Через час пришла Акуля. Она вся тряслась, лицо ее было бледно, и она, бросив скамейку, сейчас же вскочила па печь и легла рядом с матерью.
- Мамушка, мне дюже холодно,— сказала она, стуча зубами.
- То-то, дитятко, говорила я тебе не ходи кататься; дай чайку тебе заварю.

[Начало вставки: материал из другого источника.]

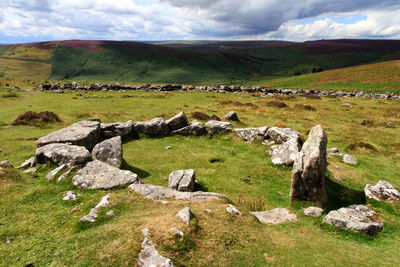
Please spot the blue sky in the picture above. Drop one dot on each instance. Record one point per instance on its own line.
(292, 20)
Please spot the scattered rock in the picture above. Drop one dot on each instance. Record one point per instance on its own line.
(177, 122)
(275, 216)
(313, 211)
(281, 135)
(56, 171)
(231, 116)
(308, 175)
(252, 134)
(233, 210)
(60, 154)
(155, 192)
(213, 127)
(70, 195)
(356, 218)
(195, 128)
(182, 180)
(6, 164)
(109, 130)
(109, 151)
(287, 153)
(84, 133)
(185, 215)
(99, 175)
(381, 191)
(149, 256)
(349, 159)
(154, 127)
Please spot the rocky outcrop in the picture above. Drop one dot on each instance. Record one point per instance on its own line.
(154, 127)
(177, 122)
(214, 127)
(308, 175)
(195, 128)
(84, 133)
(251, 134)
(381, 191)
(275, 216)
(122, 129)
(99, 175)
(182, 180)
(109, 151)
(60, 154)
(155, 192)
(231, 116)
(281, 135)
(355, 217)
(149, 256)
(286, 153)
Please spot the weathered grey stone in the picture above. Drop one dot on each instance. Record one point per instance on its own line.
(60, 154)
(349, 159)
(231, 116)
(313, 211)
(308, 175)
(185, 215)
(286, 153)
(56, 171)
(195, 128)
(99, 175)
(154, 127)
(275, 216)
(149, 256)
(233, 210)
(281, 135)
(159, 192)
(213, 127)
(109, 151)
(381, 191)
(356, 218)
(252, 134)
(177, 122)
(83, 133)
(109, 130)
(182, 180)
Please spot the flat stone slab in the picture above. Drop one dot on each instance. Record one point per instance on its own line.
(99, 175)
(60, 154)
(275, 216)
(355, 217)
(84, 133)
(155, 192)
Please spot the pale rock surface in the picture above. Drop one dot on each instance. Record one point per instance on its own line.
(355, 217)
(60, 154)
(381, 191)
(182, 180)
(109, 151)
(84, 133)
(99, 175)
(275, 216)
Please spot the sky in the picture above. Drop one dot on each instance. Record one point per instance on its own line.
(146, 20)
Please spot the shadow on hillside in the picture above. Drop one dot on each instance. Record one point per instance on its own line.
(142, 173)
(342, 196)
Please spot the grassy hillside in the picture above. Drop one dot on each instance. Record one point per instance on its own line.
(188, 62)
(37, 227)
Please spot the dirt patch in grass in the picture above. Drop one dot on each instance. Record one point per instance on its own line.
(36, 119)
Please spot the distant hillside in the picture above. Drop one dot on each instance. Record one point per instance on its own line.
(197, 62)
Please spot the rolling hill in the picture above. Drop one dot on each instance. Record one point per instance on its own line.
(197, 62)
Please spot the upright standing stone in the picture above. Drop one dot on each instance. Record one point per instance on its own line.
(308, 175)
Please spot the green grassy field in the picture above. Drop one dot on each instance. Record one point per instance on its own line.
(37, 227)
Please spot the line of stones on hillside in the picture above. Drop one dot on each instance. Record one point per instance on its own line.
(74, 86)
(95, 149)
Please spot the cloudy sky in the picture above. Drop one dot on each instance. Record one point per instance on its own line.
(293, 20)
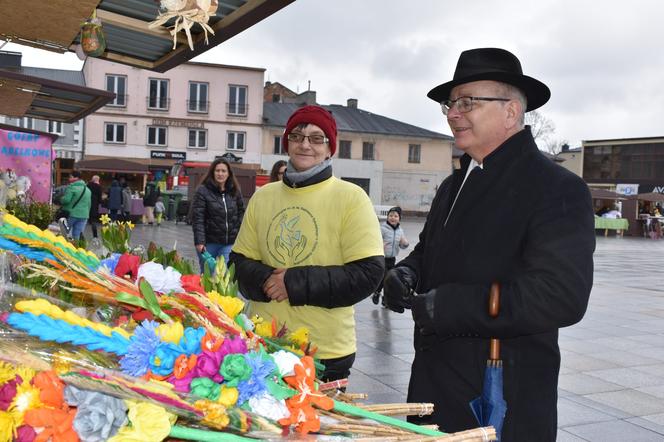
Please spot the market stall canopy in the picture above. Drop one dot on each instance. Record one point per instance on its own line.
(603, 194)
(112, 165)
(56, 25)
(27, 96)
(652, 197)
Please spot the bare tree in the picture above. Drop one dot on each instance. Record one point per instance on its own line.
(541, 127)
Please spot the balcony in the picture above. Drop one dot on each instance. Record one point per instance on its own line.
(158, 103)
(198, 107)
(237, 109)
(119, 101)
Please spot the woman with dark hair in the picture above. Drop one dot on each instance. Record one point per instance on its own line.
(217, 211)
(278, 171)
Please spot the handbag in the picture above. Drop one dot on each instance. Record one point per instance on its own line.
(64, 213)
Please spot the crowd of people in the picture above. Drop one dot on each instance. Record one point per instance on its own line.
(308, 247)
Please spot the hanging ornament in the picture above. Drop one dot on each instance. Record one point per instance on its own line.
(93, 41)
(186, 14)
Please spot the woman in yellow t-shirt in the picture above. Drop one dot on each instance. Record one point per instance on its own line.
(309, 247)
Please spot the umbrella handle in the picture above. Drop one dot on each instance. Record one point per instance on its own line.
(494, 309)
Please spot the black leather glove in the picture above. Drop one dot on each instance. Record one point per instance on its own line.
(423, 309)
(398, 288)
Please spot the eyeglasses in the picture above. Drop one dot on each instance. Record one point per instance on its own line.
(465, 104)
(313, 139)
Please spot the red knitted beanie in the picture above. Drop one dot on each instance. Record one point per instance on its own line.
(313, 115)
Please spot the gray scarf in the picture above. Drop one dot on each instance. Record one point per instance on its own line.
(296, 177)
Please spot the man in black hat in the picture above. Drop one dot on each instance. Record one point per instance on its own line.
(511, 216)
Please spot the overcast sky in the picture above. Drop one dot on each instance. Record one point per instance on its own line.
(602, 60)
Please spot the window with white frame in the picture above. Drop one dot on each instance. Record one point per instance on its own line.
(278, 147)
(237, 100)
(158, 98)
(118, 85)
(27, 123)
(157, 136)
(55, 127)
(414, 153)
(115, 133)
(197, 139)
(367, 151)
(236, 140)
(198, 93)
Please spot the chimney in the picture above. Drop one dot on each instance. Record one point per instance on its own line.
(10, 60)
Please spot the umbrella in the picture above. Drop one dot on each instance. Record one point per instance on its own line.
(490, 407)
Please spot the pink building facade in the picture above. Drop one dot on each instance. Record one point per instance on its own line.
(195, 112)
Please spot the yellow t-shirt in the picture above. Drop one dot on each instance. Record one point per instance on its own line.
(328, 223)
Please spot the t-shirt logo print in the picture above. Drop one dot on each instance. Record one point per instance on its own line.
(292, 236)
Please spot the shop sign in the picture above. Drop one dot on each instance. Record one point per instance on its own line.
(178, 123)
(168, 155)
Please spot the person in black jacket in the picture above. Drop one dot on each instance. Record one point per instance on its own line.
(217, 211)
(95, 200)
(509, 216)
(309, 248)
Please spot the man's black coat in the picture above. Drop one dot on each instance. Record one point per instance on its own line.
(527, 223)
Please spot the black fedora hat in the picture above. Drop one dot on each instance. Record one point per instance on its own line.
(497, 65)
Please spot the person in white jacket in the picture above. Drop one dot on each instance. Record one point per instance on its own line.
(393, 240)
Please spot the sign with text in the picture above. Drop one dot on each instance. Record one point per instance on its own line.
(25, 162)
(164, 154)
(178, 123)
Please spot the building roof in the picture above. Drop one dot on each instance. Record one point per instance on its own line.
(351, 120)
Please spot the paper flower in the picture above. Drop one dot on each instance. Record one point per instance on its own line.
(235, 369)
(262, 366)
(163, 280)
(171, 332)
(205, 388)
(191, 341)
(7, 394)
(98, 416)
(268, 406)
(285, 362)
(163, 359)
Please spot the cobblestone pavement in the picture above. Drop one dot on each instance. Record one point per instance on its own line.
(611, 384)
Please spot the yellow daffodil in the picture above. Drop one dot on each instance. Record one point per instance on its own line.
(171, 332)
(230, 305)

И Акулина мать, которую звали Марфой, слезла с печи, вышла в сени, поставила маленький, весь дырявый самоварчик, достала из шкапчика бумажный небольшой сверток, вынула из него крошечную щепотку чая и заварила его, когда вскипел самовар. Она сунула Акуле кусочек сахару и стала поить ее чаем. Но Акуля и пить не могла. Голова ее горела. Только голубые глаза ее блестели, маленькие красные руки тряслись и не могли держать блюдца. Вскоре она заснула, жар делался все сильнее. Иногда она вскакивала и кричала:
- Боюсь, боюсь, меня кто-то хватает...
К утру она затихла и потеряла сознание. Так Акуля больше и не опомнилась. Из барского дома приходил доктор ее лечить, но все-таки к вечеру другого дня Акуля умерла.
Марфа, горько плача, одела свою любимую дочку в белую рубашечку и розовый сарафан, накрыла личико белой кисеей и зажгла восковую свечу.

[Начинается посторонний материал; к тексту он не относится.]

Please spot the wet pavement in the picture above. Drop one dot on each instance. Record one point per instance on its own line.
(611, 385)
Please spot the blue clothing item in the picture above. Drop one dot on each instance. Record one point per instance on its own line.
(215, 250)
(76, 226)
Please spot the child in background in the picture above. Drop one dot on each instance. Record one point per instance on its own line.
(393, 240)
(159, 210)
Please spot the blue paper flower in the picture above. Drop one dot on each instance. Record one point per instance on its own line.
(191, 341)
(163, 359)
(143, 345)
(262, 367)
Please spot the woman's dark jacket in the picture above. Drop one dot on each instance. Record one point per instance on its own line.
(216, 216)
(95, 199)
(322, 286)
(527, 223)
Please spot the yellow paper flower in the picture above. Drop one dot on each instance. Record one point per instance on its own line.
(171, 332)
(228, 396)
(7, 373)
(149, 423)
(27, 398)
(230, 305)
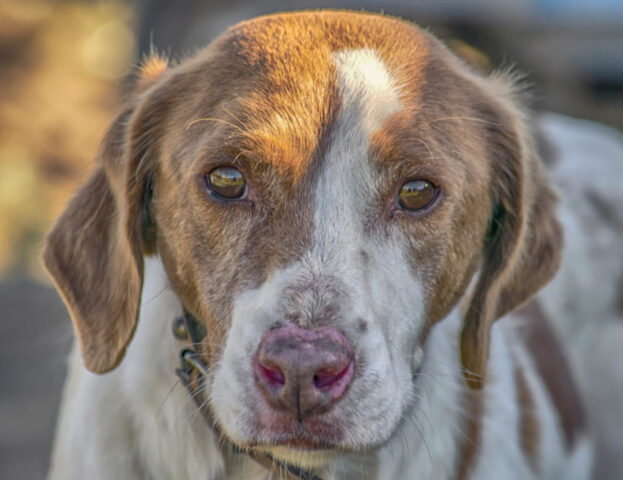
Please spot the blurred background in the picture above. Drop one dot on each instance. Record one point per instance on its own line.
(64, 65)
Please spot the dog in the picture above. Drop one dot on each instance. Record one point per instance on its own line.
(333, 211)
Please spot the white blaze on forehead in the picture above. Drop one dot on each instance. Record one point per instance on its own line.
(366, 86)
(368, 96)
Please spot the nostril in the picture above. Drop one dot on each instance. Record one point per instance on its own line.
(273, 374)
(326, 378)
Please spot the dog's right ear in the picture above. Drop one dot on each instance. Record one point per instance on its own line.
(95, 250)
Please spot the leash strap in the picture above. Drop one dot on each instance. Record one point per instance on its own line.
(193, 371)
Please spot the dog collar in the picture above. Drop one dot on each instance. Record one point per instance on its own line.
(193, 371)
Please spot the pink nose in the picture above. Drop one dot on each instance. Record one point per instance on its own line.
(304, 371)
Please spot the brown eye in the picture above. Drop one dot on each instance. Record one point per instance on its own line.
(227, 183)
(417, 194)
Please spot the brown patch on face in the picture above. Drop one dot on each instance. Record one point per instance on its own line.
(472, 430)
(529, 427)
(291, 99)
(552, 365)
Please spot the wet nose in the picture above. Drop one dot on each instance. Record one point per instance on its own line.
(304, 371)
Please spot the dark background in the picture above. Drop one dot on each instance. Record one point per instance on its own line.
(62, 69)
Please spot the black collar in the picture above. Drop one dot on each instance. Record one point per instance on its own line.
(193, 370)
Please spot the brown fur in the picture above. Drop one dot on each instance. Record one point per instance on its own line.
(263, 97)
(529, 427)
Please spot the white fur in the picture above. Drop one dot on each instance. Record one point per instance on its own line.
(138, 422)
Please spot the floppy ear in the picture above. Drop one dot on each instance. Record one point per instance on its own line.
(523, 245)
(95, 250)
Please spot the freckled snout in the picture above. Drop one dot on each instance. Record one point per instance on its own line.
(304, 371)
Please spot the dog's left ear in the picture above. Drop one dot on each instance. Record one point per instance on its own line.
(95, 250)
(523, 246)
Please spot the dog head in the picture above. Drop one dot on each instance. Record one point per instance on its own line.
(322, 188)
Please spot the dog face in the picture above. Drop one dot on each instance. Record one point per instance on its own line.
(328, 183)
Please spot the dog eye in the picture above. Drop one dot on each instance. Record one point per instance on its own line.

Тихий свет падал на ангельское милое личико Акули, а куколка-ангелок стояла над ее головой на полочке.
- Возьми свою игрушечку, - сказала Марфа, - с собой в могилку. - И, сняв ангелочка с полки, положила рядом с Акулей.
Акулю похоронили вместе с ее любимой куколкой, и осталась на свете одна ее бедная, горюющая мать.

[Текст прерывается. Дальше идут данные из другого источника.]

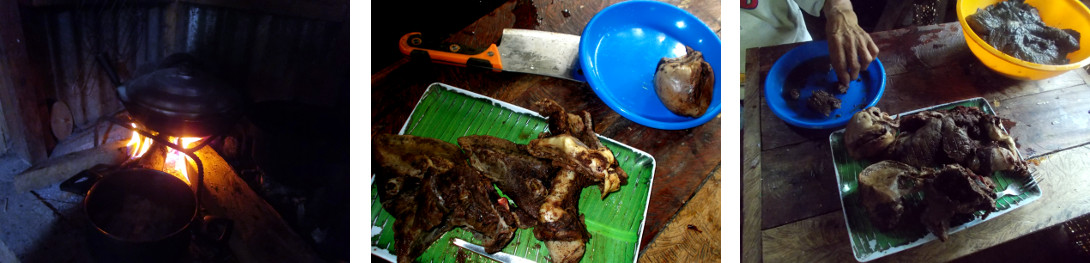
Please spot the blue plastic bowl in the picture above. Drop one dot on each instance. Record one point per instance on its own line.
(807, 68)
(621, 46)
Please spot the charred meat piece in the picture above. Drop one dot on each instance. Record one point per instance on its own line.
(561, 226)
(425, 184)
(869, 133)
(522, 177)
(955, 190)
(1016, 28)
(960, 135)
(470, 201)
(794, 94)
(572, 144)
(686, 84)
(883, 186)
(568, 153)
(919, 142)
(823, 102)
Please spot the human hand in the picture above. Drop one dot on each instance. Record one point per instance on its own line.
(850, 48)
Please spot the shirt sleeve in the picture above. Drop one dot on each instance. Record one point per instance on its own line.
(811, 7)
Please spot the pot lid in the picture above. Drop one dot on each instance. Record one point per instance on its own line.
(178, 91)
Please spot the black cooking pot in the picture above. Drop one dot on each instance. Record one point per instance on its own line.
(178, 97)
(141, 215)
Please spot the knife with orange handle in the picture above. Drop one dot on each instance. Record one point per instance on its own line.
(519, 50)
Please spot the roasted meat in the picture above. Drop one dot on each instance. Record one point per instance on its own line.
(1016, 28)
(823, 102)
(955, 190)
(572, 144)
(574, 148)
(960, 135)
(882, 187)
(685, 84)
(920, 139)
(428, 189)
(522, 177)
(869, 133)
(561, 227)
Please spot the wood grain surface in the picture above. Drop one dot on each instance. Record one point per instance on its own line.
(1066, 195)
(685, 157)
(925, 66)
(259, 235)
(693, 235)
(751, 165)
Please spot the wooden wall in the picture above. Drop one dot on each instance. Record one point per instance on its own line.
(269, 49)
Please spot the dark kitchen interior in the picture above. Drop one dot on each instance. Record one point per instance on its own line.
(279, 171)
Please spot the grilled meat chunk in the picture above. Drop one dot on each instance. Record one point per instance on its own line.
(869, 133)
(522, 177)
(823, 102)
(425, 184)
(561, 226)
(955, 190)
(960, 135)
(882, 187)
(572, 144)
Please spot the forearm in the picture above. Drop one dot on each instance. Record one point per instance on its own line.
(837, 8)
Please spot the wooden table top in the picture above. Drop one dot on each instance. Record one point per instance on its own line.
(791, 210)
(687, 158)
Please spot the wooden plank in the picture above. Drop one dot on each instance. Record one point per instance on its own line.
(824, 238)
(751, 165)
(1049, 121)
(693, 235)
(23, 107)
(259, 235)
(56, 170)
(5, 254)
(893, 14)
(801, 184)
(326, 10)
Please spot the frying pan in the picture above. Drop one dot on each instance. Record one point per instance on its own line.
(141, 215)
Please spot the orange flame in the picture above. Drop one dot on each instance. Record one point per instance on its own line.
(177, 160)
(174, 164)
(137, 144)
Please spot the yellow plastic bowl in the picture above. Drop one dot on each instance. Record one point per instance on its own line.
(1056, 13)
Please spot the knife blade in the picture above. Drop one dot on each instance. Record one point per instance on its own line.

В этом году Пасха была поздняя и весна захватила и великий пост. Ручьи широкими потоками от таявшего снега бежали во все стороны с горы деревни Красные Поля. Ребята бросали в воду щепки и палочки и с веселыми криками бежали за ними. Лихой и умный Федька Фоканов сделал настоящую лодку, выдолбив ножом чурку; он поставил в нее две палочки, которые вдолбил в дно, и навязал на них в виде флагов красные кумачные лоскутки, которые выпросил у матери.
Когда Федька вынес лодочку, все ребята, его окружили с любопытством и восторгом.
- Ну, пускай лодку в реку, - кричал один.
- Уплывет, не уловишь, - кричал другой.
- Небось... - подбодряли Федьку.
Лодочку пустили, она быстро поплыла по ручью, и ребята побежали за ней. Но вот бугорок, лодочка за что-то зацепилась и остановилась. Федька схватил ее.
- Постой, ребята, то-то смеху будет, - сказал он и побежал назад, прямо в свою избу. Через несколько минут он вышел с куколкой-офицером, одетым в красный мундир, без руки. Он посадил офицера в лодочку и ниткой привязал его к палочкам с красными флагами.
- Вот хорошо-то! Ну, безрукий офицер, ступай опять по морю на войну! - говорил дворовый Митька с красивым тонким лицом и черными глазами.
- Сражаться нечем, руку с саблей потерял, - заметил Власка.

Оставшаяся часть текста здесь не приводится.